BP Plc, Europe’s second-biggest oil company, scrapped plans to bid for Kosmos Energy LLC’s stake in Ghana’s Jubilee field, two people familiar with the matter said.
Talks between BP and Ghana National Petroleum Corp. over a joint offer for Kosmos’s Ghanaian assets broke down in recent weeks, according to the people who declined to be identified because the negotiations were confidential. BP wants to focus on other projects, such as the Gulf of Mexico, one said.
BP’s withdrawal may pave the way for Exxon Mobil Corp.’s planned purchase of Kosmos’s Jubilee stake for at least $4 billion. With potential resources of 1.8 billion barrels, Jubilee has attracted attention from Chinese producers as well as BP as Ghana prepares to become one of Africa’s newest oil exporters this year.
Robert Wine, a spokesman for London-based BP, declined to comment. Exxon Mobil spokesman Patrick McGinn also declined comment, saying only that the company “routinely evaluates potential development opportunities around the world.” Dallas-based Kosmos, backed by Blackstone Group LP and Warburg Pincus LLC, said Oct. 12 that it agreed to sell its Ghana assets, including a 23.49 percent stake in Jubilee, to Exxon Mobil, the largest U.S. oil company.
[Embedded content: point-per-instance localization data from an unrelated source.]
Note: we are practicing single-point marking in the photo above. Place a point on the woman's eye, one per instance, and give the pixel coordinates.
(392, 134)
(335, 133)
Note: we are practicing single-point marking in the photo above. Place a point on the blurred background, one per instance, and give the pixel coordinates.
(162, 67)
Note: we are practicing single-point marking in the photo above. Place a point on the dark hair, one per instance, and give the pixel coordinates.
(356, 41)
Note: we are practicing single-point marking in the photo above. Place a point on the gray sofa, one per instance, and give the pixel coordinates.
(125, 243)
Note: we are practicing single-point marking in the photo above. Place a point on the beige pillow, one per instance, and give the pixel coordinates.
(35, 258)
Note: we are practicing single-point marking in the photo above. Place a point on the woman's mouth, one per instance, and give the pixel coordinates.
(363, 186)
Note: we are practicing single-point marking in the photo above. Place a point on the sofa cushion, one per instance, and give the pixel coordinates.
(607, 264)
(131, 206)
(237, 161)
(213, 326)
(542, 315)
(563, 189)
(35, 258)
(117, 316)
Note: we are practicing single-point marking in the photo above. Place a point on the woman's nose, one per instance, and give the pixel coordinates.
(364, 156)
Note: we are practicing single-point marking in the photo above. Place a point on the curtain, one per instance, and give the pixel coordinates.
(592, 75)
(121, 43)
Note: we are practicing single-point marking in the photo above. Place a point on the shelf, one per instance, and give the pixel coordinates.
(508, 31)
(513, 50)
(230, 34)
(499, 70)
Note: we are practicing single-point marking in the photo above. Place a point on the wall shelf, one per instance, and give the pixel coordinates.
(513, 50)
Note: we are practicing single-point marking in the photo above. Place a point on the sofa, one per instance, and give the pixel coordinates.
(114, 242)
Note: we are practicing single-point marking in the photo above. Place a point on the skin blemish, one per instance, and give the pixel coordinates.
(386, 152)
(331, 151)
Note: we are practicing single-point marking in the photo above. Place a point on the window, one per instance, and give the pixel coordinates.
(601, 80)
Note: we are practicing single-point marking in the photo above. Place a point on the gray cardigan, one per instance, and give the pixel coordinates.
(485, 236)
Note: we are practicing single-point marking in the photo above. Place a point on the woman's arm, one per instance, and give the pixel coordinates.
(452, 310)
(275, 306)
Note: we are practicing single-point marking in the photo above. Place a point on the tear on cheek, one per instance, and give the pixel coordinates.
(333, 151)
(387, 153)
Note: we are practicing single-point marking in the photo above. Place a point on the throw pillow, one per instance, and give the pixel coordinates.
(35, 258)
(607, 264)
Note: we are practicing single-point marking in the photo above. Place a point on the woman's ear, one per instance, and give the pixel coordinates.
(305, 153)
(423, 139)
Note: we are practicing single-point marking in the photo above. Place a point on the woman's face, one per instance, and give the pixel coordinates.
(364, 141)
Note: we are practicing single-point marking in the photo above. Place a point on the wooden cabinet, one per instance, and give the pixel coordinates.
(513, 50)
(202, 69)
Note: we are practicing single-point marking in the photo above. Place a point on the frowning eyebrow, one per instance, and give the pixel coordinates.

The deal is exclusive, Kosmos Chief Financial Officer Greg Dunlevy said at the time.
Ghana National Petroleum, the state-owned energy company known as GNPC, has threatened to block the sale, asserting its “absolute” approval rights and saying it may buy the stake itself and then bring in partners. “The government of Ghana has clearly stated that it is interested in, and is prepared to buy, the share of Kosmos in the Jubilee field,” Energy Ministry spokesman Michael Sarpong said by telephone today from Accra. London-based BP had hired Goldman Sachs Group Inc. to advise it on Jubilee, two people familiar with the matter said in October.
Ghana’s Energy Ministry said in October that the government had held talks with Chinese oil executives over Jubilee. There has been contact with Cnooc Ltd., the listed arm of state- controlled China National Offshore Oil Corp., Sarpong said at that time. A month later, CNOOC said Ghana had blocked the company from making a bid.
Tullow Oil Plc, the U.K. explorer that operates Jubilee, said in July that Ghana will become one of the world’s top 50 oil producers after the government approved a plan to start output from the offshore field in the second half of 2010. The West African nation expects to pump 500,000 barrels of oil a day by 2014.
Tullow holds a 34.7 percent stake in Jubilee while Anadarko Petroleum Corp. owns 23.49 percent. Sabre Oil & Gas holds 2.81 percent, EO Group has 1.75 percent, leaving GNPC with 13.75 percent. The field was discovered in June 2007.